Alle mit einem Gedächtnis ausgestatteten Lebewesen vergessen! Beim Menschen reicht der Bogen des Vergessens weit über die Biologie hinaus, umfasst Gemeinschaften jeder Art - kulturelle, sozioökonomische, politische, religiöse, ethnische - und spielt zunehmend eine wichtigere Rolle in der Informatik und bei Debatten um künstliche Intelligenz. In Gegensatz dazu steht die immer noch verbreitete Skepsis gegenüber dem Vergessen. In der westlichen Erinnerungskultur wird das Vergessens oft verbunden mit politischem Kalkül, Krankheit, Unaufmerksamkeit oder ethisch-moralischer Nachlässigkeit.

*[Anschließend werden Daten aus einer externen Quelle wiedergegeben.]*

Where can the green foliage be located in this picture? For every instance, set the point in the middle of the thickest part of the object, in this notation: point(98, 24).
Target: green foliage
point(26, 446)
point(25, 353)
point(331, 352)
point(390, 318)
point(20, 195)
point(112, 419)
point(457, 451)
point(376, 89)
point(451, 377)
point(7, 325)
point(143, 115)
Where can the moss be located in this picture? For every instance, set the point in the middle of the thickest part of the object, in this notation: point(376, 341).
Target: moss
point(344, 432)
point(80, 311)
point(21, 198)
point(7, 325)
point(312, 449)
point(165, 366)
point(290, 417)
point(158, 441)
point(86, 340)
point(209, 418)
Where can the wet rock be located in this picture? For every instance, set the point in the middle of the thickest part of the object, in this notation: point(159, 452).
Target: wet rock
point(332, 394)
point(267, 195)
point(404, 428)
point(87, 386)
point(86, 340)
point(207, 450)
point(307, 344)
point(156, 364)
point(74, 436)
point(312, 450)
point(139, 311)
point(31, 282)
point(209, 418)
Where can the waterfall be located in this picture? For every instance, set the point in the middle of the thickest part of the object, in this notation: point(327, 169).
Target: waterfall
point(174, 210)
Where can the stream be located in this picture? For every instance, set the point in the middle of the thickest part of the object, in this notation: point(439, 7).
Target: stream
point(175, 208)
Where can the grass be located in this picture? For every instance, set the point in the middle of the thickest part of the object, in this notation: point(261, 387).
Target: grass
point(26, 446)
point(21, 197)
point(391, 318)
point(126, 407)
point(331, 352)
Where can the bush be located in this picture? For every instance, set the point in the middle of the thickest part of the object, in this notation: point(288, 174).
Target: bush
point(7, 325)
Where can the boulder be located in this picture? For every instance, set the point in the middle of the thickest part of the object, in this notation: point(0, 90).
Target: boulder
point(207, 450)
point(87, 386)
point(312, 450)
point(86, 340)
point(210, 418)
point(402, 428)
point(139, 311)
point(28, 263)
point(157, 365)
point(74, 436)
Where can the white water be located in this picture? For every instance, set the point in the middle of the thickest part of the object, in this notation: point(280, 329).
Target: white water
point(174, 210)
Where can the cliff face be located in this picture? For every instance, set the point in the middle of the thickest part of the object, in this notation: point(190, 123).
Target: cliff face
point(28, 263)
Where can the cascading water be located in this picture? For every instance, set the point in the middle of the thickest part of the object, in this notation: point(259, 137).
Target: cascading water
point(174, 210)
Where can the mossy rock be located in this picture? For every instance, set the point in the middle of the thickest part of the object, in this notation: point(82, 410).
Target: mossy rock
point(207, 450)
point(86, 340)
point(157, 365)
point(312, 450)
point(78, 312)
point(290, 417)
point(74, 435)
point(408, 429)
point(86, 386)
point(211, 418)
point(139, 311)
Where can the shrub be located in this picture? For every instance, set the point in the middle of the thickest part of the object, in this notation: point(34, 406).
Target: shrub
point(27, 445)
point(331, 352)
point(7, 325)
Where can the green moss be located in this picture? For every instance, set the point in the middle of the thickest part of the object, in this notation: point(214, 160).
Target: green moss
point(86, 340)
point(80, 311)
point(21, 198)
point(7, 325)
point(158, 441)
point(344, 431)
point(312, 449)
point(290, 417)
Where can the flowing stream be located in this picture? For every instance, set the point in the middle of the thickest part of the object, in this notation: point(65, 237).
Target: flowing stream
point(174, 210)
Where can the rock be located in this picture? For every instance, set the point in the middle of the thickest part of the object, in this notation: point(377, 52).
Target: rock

Der Fokus dieses Bandes richtet sich auf die Potentiale des Vergessens - bei gleichzeitiger Respektierung der Notwendigkeit des Erinnerns. Die hier versammelten Texte konzentrieren sich auf Arbeitsfelder, in denen das Vergessen kontrovers diskutiert wird und erörtern gleichzeitig Gemeinsamkeiten unterschiedlicher Vergessensmechanismen - und -strategien.
Darin liegt die Chance das Nachdenken über das Vergessen aus den Fachdiskursen herauszulösen, um seine Potenziale erfahrbarer zu machen und eine öffentlichere Auseinandersetzung zu fördern.